The Zawgyi font (Note: The first version of the typeface is known as Zawgyi-One or zawgyi1) is a predominant typeface used for Burmese language text on websites. It supports the Burmese script using its Myanmar Unicode block following a non-compliant implementation. Prior to 2019, it was the most popular font on Burmese websites.

==Unicode incompatibility==

Encoding formats of ကြော့ in Zawgyi (top) and Unicode (bottom). In normal Unicode rendering, the codepoint sequence on the top renders as ေၾကာ့ instead.

The Burmese script is a complex text layout script, whereby the positions and shapes of its graphemes vary based on context. The support for complex text rendering for personal computers did not arrive until Windows XP Service Pack 2 in 2004, and a Burmese font utilizing this technology did not exist until 2005. Furthermore, there were significant revisions in Unicode's implementation of Burmese script up until Unicode 5.1 in 2008. Compounding the fact that Myanmar experienced sanctions from the West, this had resulted in much of the Burmese localization technology being developed locally without external cooperation.

Numerous attempts at creating fonts with Burmese support were made in the 2000s, but they were developed as Unicode fonts that were only partially Unicode compliant. Some of the codepoints for Burmese script were implemented as specified in Unicode, but others were not. Therefore, these fonts became incompatible with Unicode. This is referred to as ad hoc font encodings by the Unicode Consortium. With the advent of mobile phones, manufacturers such as Samsung and Huawei simply replaced the Unicode compliant Burmese system fonts with their Zawgyi equivalents.

There are significant shortcomings in using ad hoc font encodings. As a separate encoding, the situation leads to garbled text being shown between users of Zawgyi and Unicode. Because the Zawgyi font encoding was not implemented as efficiently as specified in Unicode, it had to occupy more codepoints than what is allocated for Burmese. As such, Zawgyi encoding took over the Unicode block reserved for minority languages of Myanmar. In Zawgyi, the same word can be encoded in multiple different ways, making Zawgyi text corpus difficult to search and analyze. It is also difficult to sort Zawgyi text. In addition, using Unicode would ease the implementation of natural language processing technologies.

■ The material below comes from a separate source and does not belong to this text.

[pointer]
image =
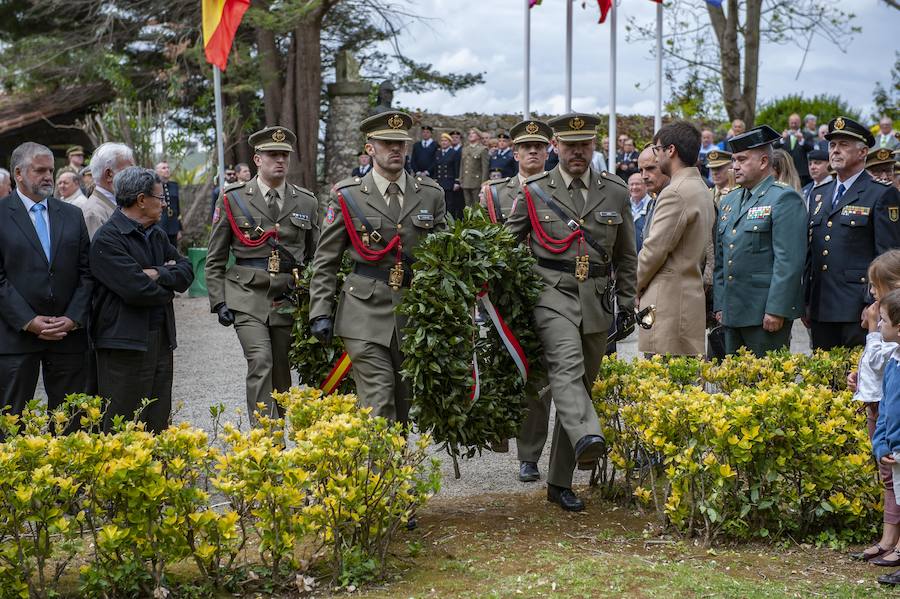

The Myanmar government designated 1 October 2019 as "U-Day" to officially switch to Unicode. The full transition was expected by some to take two years, but has now been somewhat complicated by the effects of the 2021 Myanmar coup d'état.

Unicode uses the private-use script code Qaag to mark text written in Zawgyi.

===Conversion===
International Components for Unicode supports conversion of Zawgyi-encoded data to conformant Unicode by means of the Zawgyi-my transliterator.